Ecole : un pas en avant, deux en arrière

Mise en ligne par le 2 octobre 2018

 

Soyons francs : l’école n’ouvre pas ses portes sous d’heureux  auspices. Elle s’empêtre dans des contradictions qui pourraient, à terme, plomber ses efforts de redécollage. Ces contradictions sont à lever au plus tôt. C’est à ce prix que tous les partenaires de l’école, maîtres et apprenants, parents d’élèves et autorités académiques, dissocieront l’image de l’école de celle du tonneau des Danaïdes. Allusion à ce tonneau percé qu’on est condamné à remplir sans fin. Déroulons quelques unes de ces contradictions.

1 – Le retour de la dictée à l’école. Les générations d’élèves béninois qui ont échappé à l’exercice laissent derrière eux un vaste champ de ruine. Correspondances, rapports, mémoires et  thèses sont un véritable dépotoir, une immense réserve de fautes d’orthographe. Qui a dit que trop de liberté tue la liberté ? Celle-ci tourne vite en libertinage, en licence. Sommes-nous au bout du tunnel ? Il faut craindre que le retour de la dictée à l’école ne nous sorte pas pour autant de la pagaille actuelle. Pourquoi ? Nos jeunes gens et nos jeunes filles, les classes finies, vont à l’école de leurs portables et de leurs tablettes. Ils continuent d’écrire les SMS dans une langue spéciale portée par une orthographe spéciale. Un pas en avant, deux pas en arrière !

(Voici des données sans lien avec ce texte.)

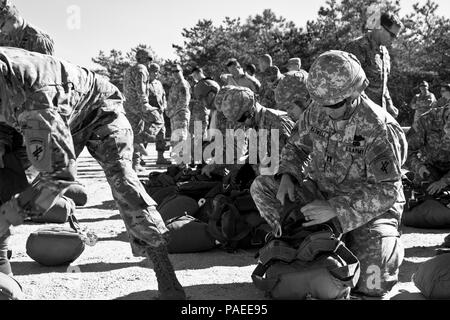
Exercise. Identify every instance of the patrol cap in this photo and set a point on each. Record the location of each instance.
(424, 84)
(294, 62)
(176, 68)
(232, 62)
(8, 10)
(335, 76)
(204, 87)
(154, 67)
(221, 95)
(144, 54)
(236, 102)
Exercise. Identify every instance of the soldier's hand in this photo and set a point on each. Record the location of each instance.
(2, 153)
(436, 187)
(423, 172)
(287, 187)
(317, 212)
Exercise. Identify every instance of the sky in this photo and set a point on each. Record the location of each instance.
(81, 28)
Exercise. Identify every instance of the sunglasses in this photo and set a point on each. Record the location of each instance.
(393, 35)
(337, 105)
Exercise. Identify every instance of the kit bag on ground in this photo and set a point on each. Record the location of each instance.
(188, 235)
(433, 277)
(177, 205)
(54, 246)
(10, 289)
(305, 262)
(60, 212)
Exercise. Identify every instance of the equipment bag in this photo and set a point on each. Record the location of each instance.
(59, 213)
(177, 205)
(53, 246)
(188, 234)
(305, 262)
(10, 289)
(433, 277)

2 – La grève, au cours de l’année scolaires 2017-2018, a férocement lacéré l’école, laissant sur son corps de profonds  stigmates. Tous les partenaires de l’école sont fatigués et personne n’est prêt à reconduire l’immense gâchis qu’a été l’année scolaire dernière. Du reste, nous avons eu à le payer cash. En ont témoigné à suffisance les résultats catastrophiques aux examens de fin d’année. Pourtant, certaines voix s’élèvent. Elles cherchent, une fois de plus, à faire de l’école la rampe de lancement de leurs actions revendicatives.  Faut-il y voir, en ce début d’année, une invite à la grève ? Un pas en avant, deux pas en arrière.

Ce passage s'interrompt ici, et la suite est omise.